The Villa Montfeld is an historic residence in the El Biar district of Algiers, Algeria, which serves as the residence of the Ambassador of the United States to Algeria. The villa was built in the mid-19th century and was reconstructed in a Moorish Revival style by the English architect Benjamin Bucknall between 1878 and 1895. In 1947 the villa was bought by the United States government for use as an ambassadorial residence. In 1981 Villa Montfeld hosted negotiations leading to the Algiers Accords, which ended the Iran hostage crisis.

==History and description==
The original mansion at Montfeld was built by French investors after France's invasion in 1830. From the 1860s, it was owned by a succession of British expatriates including, from 1863, Anna Leigh Smith, daughter of Benjamin Leigh Smith, a wealthy politician. Anna, whose sister Barbara Bodichon was a noted artist and feminist, was responsible for the rebuilding of the villa, initially in a Gothic Revival style. In 1878 she engaged the architect Benjamin Bucknall (1833-1895) to reconstruct the villa to a Moorish Revival design. Bucknall, who had wintered in Algiers in 1876-7 on account of his poor health, relocated permanently to the city in 1878. He died there in 1895, having established a successful architectural practice specialising in the building and reconstruction of villas in the Moorish style.

During World War II the villa was occupied by General Georges Catroux, appointed Governor-General of Algeria by Charles De Gaulle in 1943. Harold Macmillan, then serving as Minister Resident in the Mediterranean, recorded the Catroux's arrival; "Now a great event has taken place in the social life of Algiers. The famous Mme Catroux has arrived!! Catroux - I need hardly say - has managed to get the best villa in the city for himself." After the war, Villa Montfeld was purchased by the American Government for use as their ambassadorial residence, a function it continues to serve.

The Villa was later owned by Robert Bevan, son of Thomas Bevan (politician).

In 1980-81, the villa was used by Warren Christopher, the US Deputy Secretary of State under Jimmy Carter, as his headquarters during the negotiation of the Algiers Accords. The accords, facilitated by the Algerian Government and signed on the last evening of Carter's Presidency on 19 January 1981, brought the end of the Iran hostage crisis.

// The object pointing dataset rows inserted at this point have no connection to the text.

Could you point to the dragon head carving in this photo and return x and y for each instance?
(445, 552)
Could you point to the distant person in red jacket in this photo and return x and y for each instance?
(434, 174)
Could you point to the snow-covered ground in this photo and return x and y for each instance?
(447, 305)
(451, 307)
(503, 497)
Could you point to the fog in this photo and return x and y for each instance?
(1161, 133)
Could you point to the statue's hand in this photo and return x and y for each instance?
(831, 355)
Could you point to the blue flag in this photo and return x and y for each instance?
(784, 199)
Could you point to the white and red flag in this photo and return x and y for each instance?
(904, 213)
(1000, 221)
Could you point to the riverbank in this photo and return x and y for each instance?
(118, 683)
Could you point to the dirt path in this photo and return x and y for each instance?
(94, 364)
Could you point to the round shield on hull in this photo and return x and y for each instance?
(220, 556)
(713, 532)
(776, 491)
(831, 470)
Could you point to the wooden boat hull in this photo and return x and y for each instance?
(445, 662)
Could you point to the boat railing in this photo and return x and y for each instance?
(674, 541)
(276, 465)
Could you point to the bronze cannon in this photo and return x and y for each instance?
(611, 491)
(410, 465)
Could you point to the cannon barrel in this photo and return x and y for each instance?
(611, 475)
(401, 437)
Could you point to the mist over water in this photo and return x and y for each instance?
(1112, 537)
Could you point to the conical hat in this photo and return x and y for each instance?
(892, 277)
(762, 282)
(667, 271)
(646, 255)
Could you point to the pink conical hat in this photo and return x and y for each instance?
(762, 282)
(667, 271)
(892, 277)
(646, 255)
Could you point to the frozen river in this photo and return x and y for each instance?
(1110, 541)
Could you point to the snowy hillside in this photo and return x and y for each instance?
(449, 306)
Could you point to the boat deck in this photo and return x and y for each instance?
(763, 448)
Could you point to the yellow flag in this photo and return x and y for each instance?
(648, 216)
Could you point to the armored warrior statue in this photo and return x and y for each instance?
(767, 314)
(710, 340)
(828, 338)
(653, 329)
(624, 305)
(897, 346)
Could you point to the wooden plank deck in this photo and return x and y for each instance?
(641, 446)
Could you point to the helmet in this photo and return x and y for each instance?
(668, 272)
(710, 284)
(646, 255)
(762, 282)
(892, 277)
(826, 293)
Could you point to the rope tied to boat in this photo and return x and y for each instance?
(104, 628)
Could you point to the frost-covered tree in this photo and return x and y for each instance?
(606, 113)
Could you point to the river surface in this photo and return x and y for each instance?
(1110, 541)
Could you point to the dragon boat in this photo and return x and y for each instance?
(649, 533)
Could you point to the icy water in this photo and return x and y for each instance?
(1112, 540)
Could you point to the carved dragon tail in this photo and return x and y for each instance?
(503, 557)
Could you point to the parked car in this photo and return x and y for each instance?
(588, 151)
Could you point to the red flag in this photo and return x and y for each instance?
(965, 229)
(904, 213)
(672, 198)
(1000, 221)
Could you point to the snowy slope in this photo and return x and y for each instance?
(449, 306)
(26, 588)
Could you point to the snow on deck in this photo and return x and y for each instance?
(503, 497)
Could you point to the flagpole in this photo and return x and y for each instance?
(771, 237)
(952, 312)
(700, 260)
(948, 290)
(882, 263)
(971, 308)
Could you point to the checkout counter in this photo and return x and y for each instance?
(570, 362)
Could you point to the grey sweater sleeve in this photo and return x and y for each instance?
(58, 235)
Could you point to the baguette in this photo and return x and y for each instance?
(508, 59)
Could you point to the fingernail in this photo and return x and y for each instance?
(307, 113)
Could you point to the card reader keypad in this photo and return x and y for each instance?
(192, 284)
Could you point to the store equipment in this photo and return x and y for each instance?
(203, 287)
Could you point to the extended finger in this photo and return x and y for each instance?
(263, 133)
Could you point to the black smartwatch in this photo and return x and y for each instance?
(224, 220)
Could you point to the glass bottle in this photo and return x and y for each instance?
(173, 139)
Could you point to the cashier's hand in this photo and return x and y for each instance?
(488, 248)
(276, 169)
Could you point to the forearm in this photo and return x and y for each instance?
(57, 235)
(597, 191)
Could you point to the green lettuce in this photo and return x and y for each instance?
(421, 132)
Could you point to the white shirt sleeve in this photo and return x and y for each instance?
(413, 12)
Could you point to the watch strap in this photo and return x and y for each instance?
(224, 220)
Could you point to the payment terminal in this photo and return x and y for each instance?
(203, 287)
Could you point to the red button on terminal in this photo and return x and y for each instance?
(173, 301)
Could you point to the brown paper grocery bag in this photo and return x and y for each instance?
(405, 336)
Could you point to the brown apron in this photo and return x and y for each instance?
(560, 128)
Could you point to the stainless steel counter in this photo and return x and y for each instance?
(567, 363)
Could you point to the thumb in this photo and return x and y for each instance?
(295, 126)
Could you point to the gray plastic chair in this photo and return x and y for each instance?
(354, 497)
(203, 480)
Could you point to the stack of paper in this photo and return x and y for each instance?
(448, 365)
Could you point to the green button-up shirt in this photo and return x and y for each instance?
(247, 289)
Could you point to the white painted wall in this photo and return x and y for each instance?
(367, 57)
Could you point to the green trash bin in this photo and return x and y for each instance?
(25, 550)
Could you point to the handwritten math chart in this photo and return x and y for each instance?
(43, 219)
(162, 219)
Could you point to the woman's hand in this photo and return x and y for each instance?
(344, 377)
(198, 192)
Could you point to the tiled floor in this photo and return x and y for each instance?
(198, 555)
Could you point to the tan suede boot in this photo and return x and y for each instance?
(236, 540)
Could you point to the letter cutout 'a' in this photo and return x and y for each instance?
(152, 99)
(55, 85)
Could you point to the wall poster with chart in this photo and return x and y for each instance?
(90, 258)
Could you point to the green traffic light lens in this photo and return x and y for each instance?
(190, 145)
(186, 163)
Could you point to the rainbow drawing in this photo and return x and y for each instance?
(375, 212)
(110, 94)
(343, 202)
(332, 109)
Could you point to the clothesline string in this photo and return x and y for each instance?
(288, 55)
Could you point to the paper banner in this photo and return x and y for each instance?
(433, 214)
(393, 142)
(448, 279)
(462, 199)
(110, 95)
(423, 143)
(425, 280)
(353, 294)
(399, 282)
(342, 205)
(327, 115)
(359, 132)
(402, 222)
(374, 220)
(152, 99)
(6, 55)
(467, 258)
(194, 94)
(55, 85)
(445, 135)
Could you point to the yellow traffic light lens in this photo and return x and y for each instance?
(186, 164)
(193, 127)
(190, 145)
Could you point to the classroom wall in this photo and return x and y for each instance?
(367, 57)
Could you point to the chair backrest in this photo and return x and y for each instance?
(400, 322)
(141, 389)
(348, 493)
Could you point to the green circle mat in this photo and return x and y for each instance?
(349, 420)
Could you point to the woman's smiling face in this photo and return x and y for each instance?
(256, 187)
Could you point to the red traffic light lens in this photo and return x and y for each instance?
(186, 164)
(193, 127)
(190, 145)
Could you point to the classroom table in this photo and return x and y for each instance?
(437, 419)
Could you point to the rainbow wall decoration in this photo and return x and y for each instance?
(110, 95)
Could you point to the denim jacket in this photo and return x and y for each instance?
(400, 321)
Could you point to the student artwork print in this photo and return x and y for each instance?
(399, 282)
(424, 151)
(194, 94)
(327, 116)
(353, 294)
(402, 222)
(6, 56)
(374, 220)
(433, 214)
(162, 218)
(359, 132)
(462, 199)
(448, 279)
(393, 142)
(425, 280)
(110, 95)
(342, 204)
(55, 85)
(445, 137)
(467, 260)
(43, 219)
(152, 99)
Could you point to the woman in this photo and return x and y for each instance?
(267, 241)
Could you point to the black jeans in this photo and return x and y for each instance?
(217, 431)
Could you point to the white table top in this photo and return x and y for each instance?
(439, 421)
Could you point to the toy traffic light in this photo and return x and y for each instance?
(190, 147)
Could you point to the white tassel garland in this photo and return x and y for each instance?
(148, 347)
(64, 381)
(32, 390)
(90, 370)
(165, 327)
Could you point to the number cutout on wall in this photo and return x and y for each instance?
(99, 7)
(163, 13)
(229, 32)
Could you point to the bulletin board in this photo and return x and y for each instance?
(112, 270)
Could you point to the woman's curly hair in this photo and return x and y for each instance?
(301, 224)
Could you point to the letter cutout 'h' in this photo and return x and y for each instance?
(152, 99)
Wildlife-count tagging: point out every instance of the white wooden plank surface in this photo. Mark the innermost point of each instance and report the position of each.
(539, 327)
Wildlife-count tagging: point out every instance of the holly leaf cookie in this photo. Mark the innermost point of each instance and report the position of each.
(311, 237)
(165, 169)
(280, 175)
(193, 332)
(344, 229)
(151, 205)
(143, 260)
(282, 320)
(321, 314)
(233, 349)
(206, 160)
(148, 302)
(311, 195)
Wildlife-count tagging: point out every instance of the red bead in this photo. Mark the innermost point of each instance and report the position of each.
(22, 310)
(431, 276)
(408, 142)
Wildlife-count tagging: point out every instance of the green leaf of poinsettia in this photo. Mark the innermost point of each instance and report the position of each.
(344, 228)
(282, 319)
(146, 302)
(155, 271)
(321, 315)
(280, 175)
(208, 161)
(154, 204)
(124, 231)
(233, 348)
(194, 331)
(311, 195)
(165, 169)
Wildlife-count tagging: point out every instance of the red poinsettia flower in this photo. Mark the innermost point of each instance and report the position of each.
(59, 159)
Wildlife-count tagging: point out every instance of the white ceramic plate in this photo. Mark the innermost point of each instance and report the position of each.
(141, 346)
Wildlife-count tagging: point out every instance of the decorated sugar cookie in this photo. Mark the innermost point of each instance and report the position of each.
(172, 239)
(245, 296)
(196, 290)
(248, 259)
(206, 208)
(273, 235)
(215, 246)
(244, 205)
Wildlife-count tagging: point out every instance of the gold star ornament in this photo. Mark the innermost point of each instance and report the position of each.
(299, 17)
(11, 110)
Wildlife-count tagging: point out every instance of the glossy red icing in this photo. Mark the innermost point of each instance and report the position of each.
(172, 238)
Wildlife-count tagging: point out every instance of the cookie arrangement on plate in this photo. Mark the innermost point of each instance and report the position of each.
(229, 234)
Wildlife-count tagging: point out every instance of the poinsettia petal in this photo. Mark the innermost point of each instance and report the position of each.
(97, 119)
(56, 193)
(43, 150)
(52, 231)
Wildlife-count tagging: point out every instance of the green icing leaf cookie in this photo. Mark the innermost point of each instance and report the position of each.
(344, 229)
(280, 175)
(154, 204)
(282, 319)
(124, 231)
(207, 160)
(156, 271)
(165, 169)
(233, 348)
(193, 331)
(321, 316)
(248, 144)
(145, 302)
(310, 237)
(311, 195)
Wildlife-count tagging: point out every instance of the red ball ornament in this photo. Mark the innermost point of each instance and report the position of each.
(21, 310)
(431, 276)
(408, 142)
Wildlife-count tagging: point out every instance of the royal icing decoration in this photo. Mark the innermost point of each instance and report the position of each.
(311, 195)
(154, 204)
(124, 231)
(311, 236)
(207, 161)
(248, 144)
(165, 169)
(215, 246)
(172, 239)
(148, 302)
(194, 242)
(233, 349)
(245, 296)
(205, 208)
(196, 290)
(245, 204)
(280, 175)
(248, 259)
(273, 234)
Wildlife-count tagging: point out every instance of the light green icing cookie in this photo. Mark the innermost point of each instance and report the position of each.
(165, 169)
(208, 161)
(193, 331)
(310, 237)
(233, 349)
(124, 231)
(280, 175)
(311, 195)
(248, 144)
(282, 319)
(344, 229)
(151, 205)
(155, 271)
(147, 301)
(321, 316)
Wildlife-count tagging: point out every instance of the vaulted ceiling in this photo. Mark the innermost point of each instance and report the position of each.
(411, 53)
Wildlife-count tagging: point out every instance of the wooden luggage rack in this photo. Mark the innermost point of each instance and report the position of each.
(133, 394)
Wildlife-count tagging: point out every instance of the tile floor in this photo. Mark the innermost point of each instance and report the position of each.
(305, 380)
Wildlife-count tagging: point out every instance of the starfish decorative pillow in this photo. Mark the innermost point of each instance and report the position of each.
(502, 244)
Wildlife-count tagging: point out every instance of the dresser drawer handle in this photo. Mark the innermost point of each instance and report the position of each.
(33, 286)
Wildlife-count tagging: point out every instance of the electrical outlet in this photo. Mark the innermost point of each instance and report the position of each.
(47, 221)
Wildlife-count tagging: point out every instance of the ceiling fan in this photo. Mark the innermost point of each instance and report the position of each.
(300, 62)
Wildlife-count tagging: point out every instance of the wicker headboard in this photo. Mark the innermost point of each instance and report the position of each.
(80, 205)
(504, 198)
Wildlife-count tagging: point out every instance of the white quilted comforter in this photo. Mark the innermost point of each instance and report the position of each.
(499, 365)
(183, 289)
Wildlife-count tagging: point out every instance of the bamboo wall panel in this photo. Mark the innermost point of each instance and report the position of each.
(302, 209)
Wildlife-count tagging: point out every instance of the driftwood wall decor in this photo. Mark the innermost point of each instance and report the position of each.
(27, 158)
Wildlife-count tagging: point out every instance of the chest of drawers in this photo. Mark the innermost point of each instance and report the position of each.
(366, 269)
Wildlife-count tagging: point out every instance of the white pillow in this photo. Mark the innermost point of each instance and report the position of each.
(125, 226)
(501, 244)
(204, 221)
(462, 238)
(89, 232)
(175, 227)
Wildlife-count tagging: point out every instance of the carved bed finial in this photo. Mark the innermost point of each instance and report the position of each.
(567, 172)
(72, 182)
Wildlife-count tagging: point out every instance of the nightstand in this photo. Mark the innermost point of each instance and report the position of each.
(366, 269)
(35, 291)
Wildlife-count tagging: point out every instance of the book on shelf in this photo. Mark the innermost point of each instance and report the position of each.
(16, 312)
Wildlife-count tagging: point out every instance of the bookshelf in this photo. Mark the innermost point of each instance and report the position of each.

The Villa Montfeld is listed on the Register of Culturally Significant Property, an archive complied by the United States Department of State as a commemorative Millennium project to record the buildings of historic and architectural importance owned by the State Department worldwide. In a speech in 2017 acknowledging the inclusion, the American ambassador noted the “very important role” played by the villa in US diplomatic history.